All are uncooked sauces with loads of fresh herbs at their base — they often contain chilies and garlic, generally an acid (lime, lemon, vinegar), fat (olive oil, nuts) and often spices or other aromatics, or something funky like fish sauce or anchovies.
They're quick to whiz together in a blender or food processor, or you can go old school with a mortar and pestle.
Once you start playing around with them, you'll find just about everything can do with a drizzle of something green.
Zhoug is a bright, fiery condiment of Yemenite origin — it's made with fresh cilantro, parsley, garlic and chilies, with some cumin, coriander and often cardamom to round it out with floral, earthy flavours.

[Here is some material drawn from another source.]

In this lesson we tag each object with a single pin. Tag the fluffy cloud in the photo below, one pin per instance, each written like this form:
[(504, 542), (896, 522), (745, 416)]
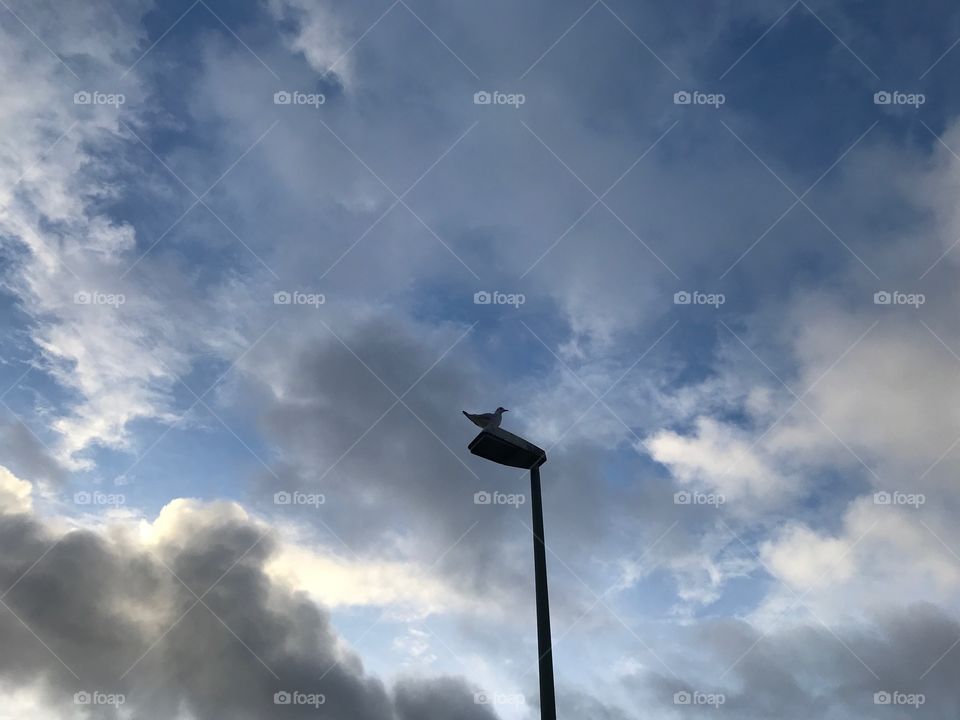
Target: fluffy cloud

It's wonderful on eggs, drizzled over stews and roasted potatoes, tossed with potato salad, spooned over roasted carrots or hummus — once you have a jar in the fridge, you'll find all kinds of tasty ways to use it. This is how I made my batch.
½ bunch cilantro
½ bunch flat-leaf parsley
1 large jalapeño pepper, stemmed and cut into chunks
1 large garlic clove
2 tsp sherry or red wine vinegar
1 tsp cumin
1 tsp coriander
big pinch red chili flakes
Blend everything in a food processor or good blender until smooth, pushing it down and pouring in more oil as needed to help get it going. Taste and adjust the ingredients as needed. Makes about 1 cup.
One of the most familiar of the herby sauces, Italian pesto, is traditionally made with loads of fresh basil but can also be made with all kinds of tender spring greens, like arugula, baby spinach or kale, or even dandelion greens.
Pine nuts are also traditional but pricey — walnuts are similarly buttery but more affordable.
a couple big handfuls of fresh basil (about 2 cups)
½ cup (ish) freshly grated Parmesan or Romano cheese
a handful of walnuts or pine nuts (about 1/3 cup)
1 garlic clove, peeled
extra-virgin olive oil
salt (if needed)
Blend everything in a food processor or good blender until smooth, adding olive oil as needed to loosen it up. Makes about 1 cup.
Traditionally made with bulgur (cracked wheat), tabbouleh uses loads of fresh parsley and mint, and could be made with any cold, cooked grain — I like couscous or quinoa because they're lighter than most.
Basic tabbouleh is just the grain, parsley, mint, tomatoes, onions and cucumbers dressed with lemon and olive oil, but I like to add some crumbled feta and sometimes a handful of chickpeas, which I cook in large batches and keep in the fridge, as well.
Chives work well in tabbouleh, too. As with most salads, measurements don't much matter.
cooked quinoa, couscous, bulgur, barley or other grain
chopped flat-leaf parsley
chopped green or purple onion
fresh lemon juice
good olive oil
crumbled feta + chickpeas (optional)
Combine your grain, parsley (it should be mostly parsley), mint, tomatoes, cucumbers and onion, dress with lemon juice and olive oil and sprinkle with salt.
If you like, top with crumbled feta and/or chickpeas, and some chopped fresh chives if you happen to have some.